# 7000 specimens killed in an aquarium!



## Parasoul (May 5, 2010)

I don't know where this should be posted...



> NIIGATA - About 7,000 fish died Friday in a water tank at an aquarium in Niigata after workers mistakenly poured in an antiseptic substance with too great a density. Workers at the Niigata City Aquarium noticed the fish, including sardines, damselfish and rays, were dying around 10 a.m. in the aquarium's largest water tank, about 30 minutes after the substance was added.
> 
> The workers added the antiseptic as the water had looked dirty. The density was believed to be greater than the correct level. The aquarium keeps more than 20,000 fish, penguins, dolphins and other sea animals.


http://www.japantoday.com/category/...d-by-antiseptic-substance-at-niigata-aquarium






What a disaster!


----------



## nonsans (Apr 22, 2010)

ouch! that aquarium looks so deserted


----------



## VinnyD (Apr 21, 2010)

whoa...not good at all...sad news definitely...RIP to all the animals. feel bad for everyone there


----------



## dean9922 (Apr 21, 2010)

that is a real shame.....but wow...what an aquarium....just think how many discus could go into that tank.....lol


----------



## AWW (Apr 22, 2010)

dean9922 said:


> that is a real shame.....but wow...what an aquarium....just think how many discus could go into that tank.....lol


Always look on the bright side 

A definate loss for sure. Its sad to see such an aquarium fail to such a stupid mistake


----------



## big_bubba_B (Apr 25, 2010)

the trouble is they dont train anyone properly just toss them in and way dont kill anything


----------



## eternity302 (Apr 22, 2010)

Where's the fish?  there's absolutely nothing left! sigh... sux... now they're just gonna rob our ocean again!


----------



## VinnyD (Apr 21, 2010)

eternity302 said:


> Where's the fish?  there's absolutely nothing left! sigh... sux... now they're just gonna rob our ocean again!


well...its pretty unfortunate for your incident...now imagine the japanese aquarium...hope your tank is all good now...and hope the japanese aquarium recover too


----------



## Dustman (Apr 21, 2010)

yikes, that's not very good. RIP to all the fish, and hoping this doesn't set back the aquarium too much


----------



## Atom (Apr 21, 2010)

eternity302 said:


> Where's the fish?  there's absolutely nothing left! sigh... sux... now they're just gonna rob our ocean again!


That is an interesting point. I wonder how they are going to replace all those fish.

I hate to think they are just going to go into the oceans and disturb the ecosystem, but after watching the cove I wouldn't be entirely surprised.

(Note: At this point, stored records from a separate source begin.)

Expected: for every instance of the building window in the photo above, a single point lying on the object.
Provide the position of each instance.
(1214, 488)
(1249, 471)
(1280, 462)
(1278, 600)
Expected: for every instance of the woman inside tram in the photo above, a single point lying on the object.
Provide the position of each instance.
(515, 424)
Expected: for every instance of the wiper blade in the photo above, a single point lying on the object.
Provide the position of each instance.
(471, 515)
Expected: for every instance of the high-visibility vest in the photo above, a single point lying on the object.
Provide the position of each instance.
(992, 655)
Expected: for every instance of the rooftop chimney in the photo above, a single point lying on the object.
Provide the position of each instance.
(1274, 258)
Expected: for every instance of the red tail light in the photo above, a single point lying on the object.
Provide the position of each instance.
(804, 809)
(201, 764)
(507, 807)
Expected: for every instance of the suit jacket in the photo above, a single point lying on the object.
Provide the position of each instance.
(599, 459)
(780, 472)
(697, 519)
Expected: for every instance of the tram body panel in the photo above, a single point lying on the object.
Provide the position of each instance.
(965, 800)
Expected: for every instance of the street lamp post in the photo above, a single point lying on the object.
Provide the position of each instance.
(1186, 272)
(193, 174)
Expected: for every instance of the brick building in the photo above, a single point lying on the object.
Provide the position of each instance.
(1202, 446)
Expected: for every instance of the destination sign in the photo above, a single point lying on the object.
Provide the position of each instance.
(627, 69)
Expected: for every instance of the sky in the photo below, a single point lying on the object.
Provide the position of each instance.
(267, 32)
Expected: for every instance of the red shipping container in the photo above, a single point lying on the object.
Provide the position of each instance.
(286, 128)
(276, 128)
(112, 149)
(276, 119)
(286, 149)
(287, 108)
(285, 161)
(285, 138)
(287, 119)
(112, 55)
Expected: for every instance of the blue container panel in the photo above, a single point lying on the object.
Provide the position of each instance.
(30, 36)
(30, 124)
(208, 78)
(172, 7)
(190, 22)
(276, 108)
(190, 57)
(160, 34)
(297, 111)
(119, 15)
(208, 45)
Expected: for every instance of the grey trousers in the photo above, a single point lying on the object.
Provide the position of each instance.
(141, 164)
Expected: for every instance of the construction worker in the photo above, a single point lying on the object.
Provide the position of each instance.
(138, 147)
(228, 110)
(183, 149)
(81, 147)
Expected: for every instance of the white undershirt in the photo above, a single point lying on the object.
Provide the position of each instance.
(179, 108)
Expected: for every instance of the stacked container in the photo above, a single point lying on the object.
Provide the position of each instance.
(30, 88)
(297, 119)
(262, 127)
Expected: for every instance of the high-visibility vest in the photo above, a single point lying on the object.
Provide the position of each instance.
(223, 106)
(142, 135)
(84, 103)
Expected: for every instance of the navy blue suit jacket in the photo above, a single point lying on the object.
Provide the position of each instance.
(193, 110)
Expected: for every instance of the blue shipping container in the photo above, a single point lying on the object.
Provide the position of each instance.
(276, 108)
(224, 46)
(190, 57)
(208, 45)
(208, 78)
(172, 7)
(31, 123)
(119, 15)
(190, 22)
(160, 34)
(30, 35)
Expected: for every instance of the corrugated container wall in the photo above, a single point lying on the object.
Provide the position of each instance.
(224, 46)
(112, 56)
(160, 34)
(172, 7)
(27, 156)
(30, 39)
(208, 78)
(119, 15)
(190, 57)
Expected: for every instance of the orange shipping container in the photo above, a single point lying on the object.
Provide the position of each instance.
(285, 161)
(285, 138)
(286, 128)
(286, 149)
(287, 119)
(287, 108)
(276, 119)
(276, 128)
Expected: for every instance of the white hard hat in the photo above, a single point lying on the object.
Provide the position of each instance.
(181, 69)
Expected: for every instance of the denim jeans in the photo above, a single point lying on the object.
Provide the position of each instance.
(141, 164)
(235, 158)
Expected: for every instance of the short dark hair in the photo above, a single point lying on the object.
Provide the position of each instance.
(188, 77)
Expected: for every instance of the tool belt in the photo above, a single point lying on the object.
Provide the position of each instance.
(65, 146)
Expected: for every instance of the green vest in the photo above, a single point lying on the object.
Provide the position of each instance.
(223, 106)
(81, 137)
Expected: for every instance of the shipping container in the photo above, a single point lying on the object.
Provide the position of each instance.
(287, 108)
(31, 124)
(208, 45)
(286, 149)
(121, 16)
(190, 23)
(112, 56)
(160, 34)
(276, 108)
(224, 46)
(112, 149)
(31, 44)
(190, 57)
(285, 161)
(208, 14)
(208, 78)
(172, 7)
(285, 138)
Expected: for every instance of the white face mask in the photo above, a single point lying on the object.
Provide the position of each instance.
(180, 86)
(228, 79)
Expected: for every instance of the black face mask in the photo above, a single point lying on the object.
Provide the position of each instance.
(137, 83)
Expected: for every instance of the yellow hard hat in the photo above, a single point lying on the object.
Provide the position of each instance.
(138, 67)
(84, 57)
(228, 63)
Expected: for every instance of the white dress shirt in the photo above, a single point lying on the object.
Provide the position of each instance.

Hopefully they have a breeding program behind the scenes that they restock from or trade with other aquariums.


----------



## ~Michelle~ (Jun 18, 2010)

that is absolutely horrible!!


----------



## Srenaeb (Apr 24, 2010)

=( fishies..........

the Vancouer Aquarium breed some of their stock, and sell them to other aquariums around the world. But there are many species that I'm sure can't be bred inside, or hasn't been tried yet. So yes, they will be taken from the ocean. 

It's the price for education though....if we didn't have aquariums, most inner city kids will never see fish unless they're dead in the market.


----------